Recently, it switched its Lavender and Lemon scent SKU into new sugarcane packaging, which is recyclable and can be recycled at home or commercially.
“What we love about the sugarcane is that it’s actually carbon negative, so it reduces our carbon footprint,” said Lovelady. “Sugarcane is a renewable resource, unlike petroleum, and growing it absorbs CO2 from the atmosphere, so it’s a great sustainable packaging option.”
Each & Every plans to expand sugarcane packaging to other SKUs during the course of the year.
A Plastic Pushback
Boulder, CO-based
Alpine Provisions Co., a maker of natural and organic personal care products, has committed to going completely plastic-free, switching out the 100% post-consumer plastic it was using.
Founder and CEO Joshua Scott Onysko said he believed that his company was making a sound choice using post-consumer plastic to house his product line, but realized that whether it was petroleum- or plant-based, it was still plastic—and too much of it was ending up in the ocean.
Alpine Provisions will use aluminum, a material that can recycled infinitely, for its hand-sanitizer, hair care and liquid soap bottles; its lip balm and deodorant will be housed in paper tubes that are recyclable and compostable; and its bar soap will be wrapped in paper.
“Our industry has been surviving on plastic for 80 years. Plastic is a major problem,” he said.
According to Alpine Provisions, only 7% of all plastic is ever recycled, and it can only be recycled 2-3 times.
“We are so addicted to plastic. It has no value. That’s why it is littered all over.
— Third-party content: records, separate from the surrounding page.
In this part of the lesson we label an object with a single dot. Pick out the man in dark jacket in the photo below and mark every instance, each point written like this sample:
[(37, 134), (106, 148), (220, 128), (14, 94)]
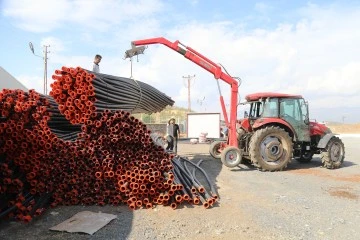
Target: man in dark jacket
[(173, 134)]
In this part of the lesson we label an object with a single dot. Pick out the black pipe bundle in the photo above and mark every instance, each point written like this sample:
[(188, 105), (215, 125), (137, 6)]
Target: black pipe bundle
[(199, 190), (80, 93)]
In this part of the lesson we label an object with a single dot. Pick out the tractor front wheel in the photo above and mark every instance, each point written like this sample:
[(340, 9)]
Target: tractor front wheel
[(271, 148), (231, 156), (334, 153)]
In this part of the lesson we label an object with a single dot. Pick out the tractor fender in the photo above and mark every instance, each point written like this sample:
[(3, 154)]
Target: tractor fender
[(324, 140)]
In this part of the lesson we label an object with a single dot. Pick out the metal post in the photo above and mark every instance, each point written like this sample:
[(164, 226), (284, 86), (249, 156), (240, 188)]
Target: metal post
[(189, 78), (45, 68), (45, 51)]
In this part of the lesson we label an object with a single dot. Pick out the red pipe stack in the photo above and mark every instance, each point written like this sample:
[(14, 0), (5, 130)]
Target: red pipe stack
[(113, 160)]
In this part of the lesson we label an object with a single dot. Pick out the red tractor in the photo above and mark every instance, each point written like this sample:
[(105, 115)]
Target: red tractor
[(276, 130)]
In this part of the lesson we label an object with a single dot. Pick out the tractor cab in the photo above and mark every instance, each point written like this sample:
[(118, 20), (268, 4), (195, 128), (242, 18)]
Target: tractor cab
[(288, 111)]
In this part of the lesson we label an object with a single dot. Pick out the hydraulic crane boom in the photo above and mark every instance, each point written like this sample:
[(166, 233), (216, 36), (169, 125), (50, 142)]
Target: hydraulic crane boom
[(208, 65)]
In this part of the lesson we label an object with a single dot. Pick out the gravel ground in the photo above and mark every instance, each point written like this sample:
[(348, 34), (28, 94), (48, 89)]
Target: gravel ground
[(303, 202)]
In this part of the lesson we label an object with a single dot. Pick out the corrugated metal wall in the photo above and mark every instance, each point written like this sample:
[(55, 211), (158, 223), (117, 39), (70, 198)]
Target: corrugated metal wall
[(8, 81)]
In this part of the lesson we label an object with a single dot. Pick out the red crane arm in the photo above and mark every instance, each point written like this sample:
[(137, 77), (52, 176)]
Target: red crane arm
[(211, 67)]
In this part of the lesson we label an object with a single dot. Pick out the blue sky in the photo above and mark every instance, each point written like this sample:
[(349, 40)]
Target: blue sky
[(303, 47)]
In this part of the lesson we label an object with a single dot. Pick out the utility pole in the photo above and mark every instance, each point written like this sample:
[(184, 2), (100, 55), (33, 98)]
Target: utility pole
[(188, 85), (45, 51), (45, 67)]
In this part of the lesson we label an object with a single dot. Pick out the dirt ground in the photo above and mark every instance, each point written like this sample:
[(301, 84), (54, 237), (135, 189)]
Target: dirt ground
[(345, 128), (305, 201)]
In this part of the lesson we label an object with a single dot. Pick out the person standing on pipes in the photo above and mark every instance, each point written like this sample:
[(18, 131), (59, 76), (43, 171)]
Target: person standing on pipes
[(97, 60), (172, 135)]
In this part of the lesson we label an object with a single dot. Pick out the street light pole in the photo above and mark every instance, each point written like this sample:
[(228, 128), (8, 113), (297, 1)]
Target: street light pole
[(45, 51), (45, 67)]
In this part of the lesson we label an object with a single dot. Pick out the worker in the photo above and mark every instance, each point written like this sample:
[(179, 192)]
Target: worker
[(97, 60), (172, 135)]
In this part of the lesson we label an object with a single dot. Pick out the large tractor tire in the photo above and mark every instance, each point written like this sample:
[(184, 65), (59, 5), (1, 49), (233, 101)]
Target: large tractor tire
[(214, 149), (231, 156), (334, 153), (271, 148), (305, 158)]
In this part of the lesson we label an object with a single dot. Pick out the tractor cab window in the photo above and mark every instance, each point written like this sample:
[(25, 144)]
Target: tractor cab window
[(290, 110), (270, 108), (255, 110)]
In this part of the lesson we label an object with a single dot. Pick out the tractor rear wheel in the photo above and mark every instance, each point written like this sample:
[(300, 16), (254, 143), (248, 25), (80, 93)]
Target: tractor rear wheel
[(214, 149), (305, 158), (231, 156), (334, 153), (271, 148)]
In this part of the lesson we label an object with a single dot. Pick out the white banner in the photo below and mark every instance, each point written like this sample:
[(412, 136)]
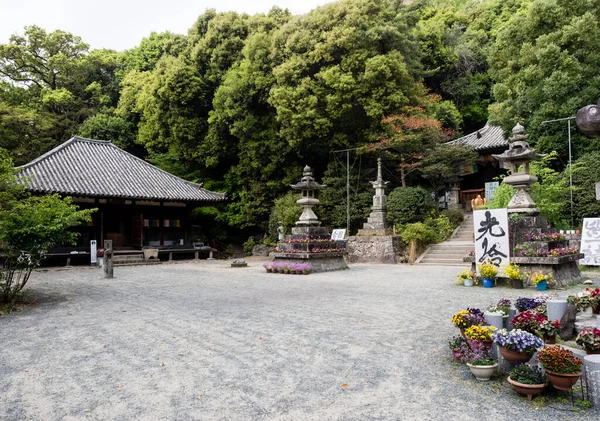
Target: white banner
[(491, 237), (590, 242)]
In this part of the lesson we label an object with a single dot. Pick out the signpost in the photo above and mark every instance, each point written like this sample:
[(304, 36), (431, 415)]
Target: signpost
[(590, 242), (491, 237)]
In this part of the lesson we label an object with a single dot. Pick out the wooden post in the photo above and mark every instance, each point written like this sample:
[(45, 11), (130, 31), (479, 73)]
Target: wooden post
[(108, 264)]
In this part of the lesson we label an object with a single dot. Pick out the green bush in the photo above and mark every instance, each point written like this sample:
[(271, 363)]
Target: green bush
[(248, 246), (420, 232), (408, 204), (455, 216)]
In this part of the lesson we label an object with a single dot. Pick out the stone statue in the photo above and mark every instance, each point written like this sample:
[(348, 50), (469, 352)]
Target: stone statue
[(478, 202)]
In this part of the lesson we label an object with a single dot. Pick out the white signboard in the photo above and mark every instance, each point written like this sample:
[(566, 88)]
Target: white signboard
[(491, 237), (490, 190), (93, 251), (338, 234), (590, 242)]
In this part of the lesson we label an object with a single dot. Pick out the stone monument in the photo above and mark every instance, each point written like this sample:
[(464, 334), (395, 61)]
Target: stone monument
[(375, 242), (310, 242), (377, 222)]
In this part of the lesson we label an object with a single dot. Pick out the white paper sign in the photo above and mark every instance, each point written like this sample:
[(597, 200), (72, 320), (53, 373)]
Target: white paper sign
[(590, 242), (491, 237), (93, 251), (490, 190), (338, 234)]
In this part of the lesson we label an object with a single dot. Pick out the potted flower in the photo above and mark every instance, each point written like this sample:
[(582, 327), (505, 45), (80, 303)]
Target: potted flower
[(517, 346), (467, 277), (467, 318), (529, 321), (581, 300), (594, 300), (549, 330), (502, 306), (524, 303), (481, 361), (514, 274), (540, 280), (488, 272), (480, 333), (589, 339), (562, 367), (527, 380)]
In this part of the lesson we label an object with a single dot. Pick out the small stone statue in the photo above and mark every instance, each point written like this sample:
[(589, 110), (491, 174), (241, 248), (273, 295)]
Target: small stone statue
[(478, 202)]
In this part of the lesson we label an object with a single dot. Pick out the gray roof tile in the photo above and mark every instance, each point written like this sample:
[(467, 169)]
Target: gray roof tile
[(97, 168), (489, 137)]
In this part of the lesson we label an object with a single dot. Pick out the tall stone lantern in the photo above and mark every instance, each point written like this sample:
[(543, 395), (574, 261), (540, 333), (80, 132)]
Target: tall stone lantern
[(309, 187), (518, 156)]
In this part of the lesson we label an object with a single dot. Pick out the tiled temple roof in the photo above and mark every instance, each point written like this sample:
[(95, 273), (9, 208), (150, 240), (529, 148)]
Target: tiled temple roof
[(487, 138), (97, 168)]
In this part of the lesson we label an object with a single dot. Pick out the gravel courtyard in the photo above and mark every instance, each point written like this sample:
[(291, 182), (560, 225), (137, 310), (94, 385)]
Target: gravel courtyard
[(202, 341)]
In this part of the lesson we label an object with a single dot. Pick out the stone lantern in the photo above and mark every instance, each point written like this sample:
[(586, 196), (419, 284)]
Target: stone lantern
[(309, 187), (588, 120), (518, 156)]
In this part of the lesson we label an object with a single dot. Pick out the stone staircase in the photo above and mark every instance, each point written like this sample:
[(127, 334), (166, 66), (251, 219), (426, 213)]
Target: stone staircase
[(452, 251)]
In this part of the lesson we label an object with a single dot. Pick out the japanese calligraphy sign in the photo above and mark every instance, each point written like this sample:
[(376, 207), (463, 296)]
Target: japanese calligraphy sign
[(491, 236), (590, 242)]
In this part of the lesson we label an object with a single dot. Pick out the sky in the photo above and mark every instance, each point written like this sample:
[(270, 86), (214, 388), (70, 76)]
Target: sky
[(120, 25)]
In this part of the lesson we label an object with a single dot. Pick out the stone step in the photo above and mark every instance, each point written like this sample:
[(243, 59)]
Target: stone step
[(143, 263), (446, 256)]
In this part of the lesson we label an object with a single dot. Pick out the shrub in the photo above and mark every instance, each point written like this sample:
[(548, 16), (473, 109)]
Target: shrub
[(455, 216), (408, 204)]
Aluminum and glass has value and that’s why you don’t see in on the road and in the ocean.”
According to Onysko, single use plastic is used for a few minutes and thrown away knowing it lasts for 25 years or even longer.
On the flip side, 84% all aluminum ever made is still in use today, and because it is lightweight, shipping aluminum saves millions of pounds of carbon emissions per year.
Alpine Provisions recently announced that it has been picked up by national outdoor retailer REI, and other shops like Natural Grocers, Lazy Acres and Thrive Market, have reportedly placed orders to carry the brand’s plastic-free packaging when it’s available, which is expected sometime around the end of the month.
Onysko wants to see his company’s initiative spark an industry-wide shift away from plastic packaging entirely.
“Saying it’s recyclable is a cop out,” Onysko said.
Further, he questioned whether or not companies that sell their products in plastic packaging could claim to be cruelty-free, knowing that their packaging could end up in places like the ocean, where “100 million marine animals die every year because of plastic pollution.”
Solution Seeking
Brand leaders across the household and personal products industry must continue to make decisions about their packaging componentry and related programs with a keen eye on the environment as well as consumers.
Brent Heist, global packaging sustainability lead,
Procter & Gamble, said there’s a need to consider the “spectrum of consumers” and where they may be in their own journey regarding sustainability, too.
“We recognize that there is the heavily involved consumer to those who don’t want to be bothered,” said Heist said, noting that there are also economic and time constraints that factor into where a consumer falls on that spectrum. “We need to design solutions that make it easy for consumers to make better choices.”